Mauro Coletto, Claudio Lucchese and Salvatore Orlando
Profiling OSN Users Based on Posting Patterns
Qiu Fang Ying, Dah Ming Chiu, Srinivasan Venkatramanan and Xiaopeng Zhang
17:00 – 17:10 Closing remarks

Keynotes


Name: Aristides Gionis
Title: Tracking node importance in temporal networks

Abstract
Large networks are being generated by applications that keep track of relationships between different data entities. Examples include online social networks recording interactions between individuals, sensor networks logging information exchanges between sensors, and more. There is a large body of literature on mining large networks, but most existing methods assume either static networks, or dynamic networks where the network topology is changing. On the other hand, in many real-world applications a continuous stream of interactions takes place on top of a relatively stable network topology, giving rise to different semantics than those of dynamic networks. In this talk we discuss a few different problems that consider networks as a stream of interactions (edges) over time. In particular, we consider the problems of maintaining neighborhood profiles and tracking important nodes. For the studied problems we present new algorithms, and discuss our analytical results.

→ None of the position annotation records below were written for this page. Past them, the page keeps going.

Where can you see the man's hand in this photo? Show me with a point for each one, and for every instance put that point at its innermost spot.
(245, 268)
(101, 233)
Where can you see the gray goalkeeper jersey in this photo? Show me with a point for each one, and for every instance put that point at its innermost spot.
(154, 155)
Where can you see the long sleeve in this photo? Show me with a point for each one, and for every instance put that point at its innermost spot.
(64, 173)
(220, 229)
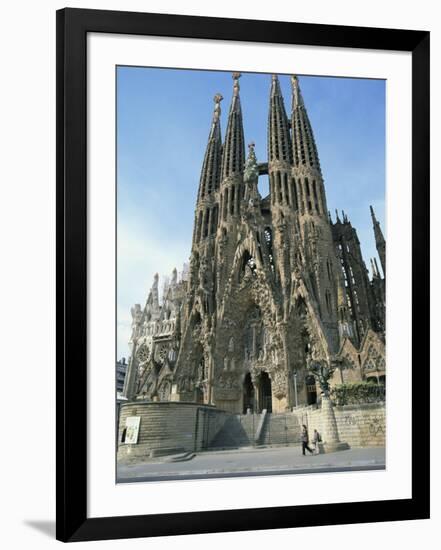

We also present experimental evaluation on real-world datasets and case studies on different application scenarios.

Bio
Aristides Gionis is a professor in the department of Computer Science in Aalto University. His previous appointments include being a visiting professor in the University of Rome and a senior research scientist in Yahoo! Research. He is currently serving as an action editor in the Data Management and Knowledge Discovery journal (DMKD), an associate editor in the ACM Transactions on Knowledge Discovery from Data (TKDD), and a managing editor in Internet Mathematics. He has contributed in several areas of data science, such as algorithmic data analysis, web mining, social-media analysis, data clustering, and privacy-preserving data mining. His current research is funded by the Academy of Finland (projects Nestor, Agra, AIDA) and the European Commission (project SoBigData).


Name: Yelena Mejova
Website: https://sites.google.com/site/yelenamejova/
Title:  Capturing Digital Signals for Lifestyle Health Research

Abstract
The scale and complexity of the traces of human behavior captured on the web has been a useful resource for tracking disease, pushing the lag of conventional health tracking to more real-time “now-casting”. These signals provide a rich source of information about the context of people’s health conditions, revealing their cultural, social, and personal attitudes and behaviors, making social media data especially useful for understanding lifestyle diseases, such as obesity and diabetes — conditions that claim more lives than infectious diseases worldwide. This talk will discuss the latest findings in lifestyle disease tracking via large social media collections encompassing population and individual scales.

Bio
Yelena Mejova (@yelenamejova) is a Scientist in the Social Computing Group at the Qatar Computing Research Institute, HBKU. Specializing in social media analysis and mining, her work concerns the quantification of health and wellbeing signals in social media, as well as tracking of social phenomena, including politics and news consumption. Recently, she co-edited a volume on the use of Twitter for social science in Twitter: A Digital Socioscope, and a special issue of Social Science Computer Review on Quantifying Politics Using Online Data. Previously, as a postdoctoral member of the Web Mining team at Yahoo! Research Barcelona, Yelena participated in the Linguistically Motivated Semantic Aggregation Engines (LiMoSINe) EU project. The design and evaluation of the resulting entity-based exploratory search system has been awarded the Best Paper Award at the ACM Conference on Information and Knowledge Management (CIKM) in 2013. Also, Yelena has published widely on sentiment analysis and its application to social media and political speech. She has given talks on the subject internationally, including Yandex’s Yet Another Conference (Moscow) and American University of Beirut.